No doubt she would have loved your babies had they lived.
This must be so hard for you. Grief does awful things to us and makes us behave unreasonably.
My sister was awful to me because she couldn't have children and I had kids. It was horrible for me and I was angry but could see her visceral pain. She was unreasonable but couldn't control her feelings. She has adopted now and all of that is behind us.
It's resentment and sadness and grief all rolled into one. Totally understandable, but easier to let go if acknowledged.

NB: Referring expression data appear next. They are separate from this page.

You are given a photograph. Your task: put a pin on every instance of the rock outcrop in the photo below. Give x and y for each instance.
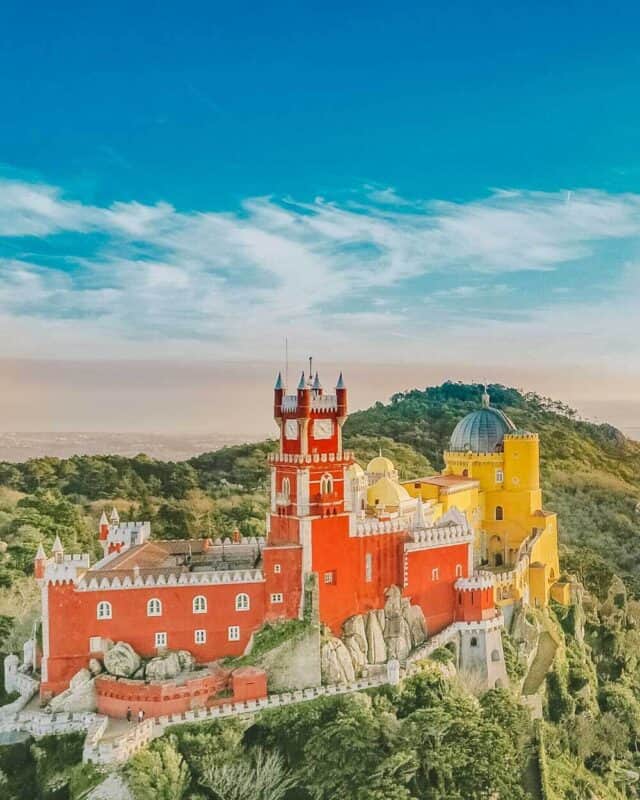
(80, 696)
(122, 660)
(335, 661)
(169, 665)
(95, 666)
(376, 647)
(384, 633)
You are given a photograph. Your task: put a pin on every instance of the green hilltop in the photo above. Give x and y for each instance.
(430, 738)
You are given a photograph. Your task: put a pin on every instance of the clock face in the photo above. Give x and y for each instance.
(291, 429)
(322, 429)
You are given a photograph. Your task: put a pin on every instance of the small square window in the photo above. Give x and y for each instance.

Love and care for you OP. I hope this horrible time gets better for you.
What were the cultural reasons? Given this is her only dislike, I imagine this is the crux of the issue.
@moofolk yeah I actually feel bad for feeling the way I do, because I’m making it about me when it has nothing to do with me. It’s just when I think of how supportive she was with my sister compared to how unsupportive she was with me, it just hurts but I guess I’ve never spoke to her about it because she never seemed to care. Completely get what you’re saying thank you for your input and sharing your experience ❤️❤️❤️
I understand how you feel however there must be mums out there who know their daughters are making a mistake with an unsuitable partner and breath a sigh of relief if she miscarries. Harsh but true. He is now your ex so maybe she was right not to approve of him.
When you are with a good man and pregnant, she will be more supportive.
I don't think you'd like your mum to not like your niece and you do not know how she would have been with a baby of yours if you had carried one to full term.
Good luck for the future.
I’m so sorry OP. My experience was almost the same, I got no support during IVF and multiple miscarriages. None whatsoever.
This is about your mums lack of care for you. I now have a child that she dotes on but it’s always there that she didn’t give a damn about me or those previous 5 little babies that I lost.
In my case things were shit and she made them worse.
It’s ruined our relationship, but it does get easier with time - I detached for my well being.
If you haven’t already, you can build a relationship with your sister and niece independent of your mum so you don’t feel the pain.
Were there a lot of problems between your family and your partner?
Why is he your ex? Surely that means you have decided that you don’t want to spend your life with him?
Could you mum have seen something in him that she knew wasn’t right for you?
Even if the OPs ex was awful, surely you’d support your daughter through miscarriages?
The OP says mum reluctantly came to the hospital and showed it, but never asked the OP how she was doing or anything.
That’s just basic support and mum didn’t provide it.
Is there a black sheep/golden child dynamic you're only just seeing? We can be in denial for decades sometimes about the reality of our families
Apologies if I'm barking up the wrong tree!
I think she is probably happy to be a Grandma ,and ,as others have said perhaps she didnt like your ex and didnt feel he was right for you? Hopefully you will go on to have children of your own in the future and she will be a loving GM to them .
Right to the point, was your mother racist about your babies' parentage? And therefore she rejected the pregnancies and refused to support you, including when you miscarried and needed medical support?
I'd struggle to come back from that, OP.
I voted YABU. Your and your sister were in different situations.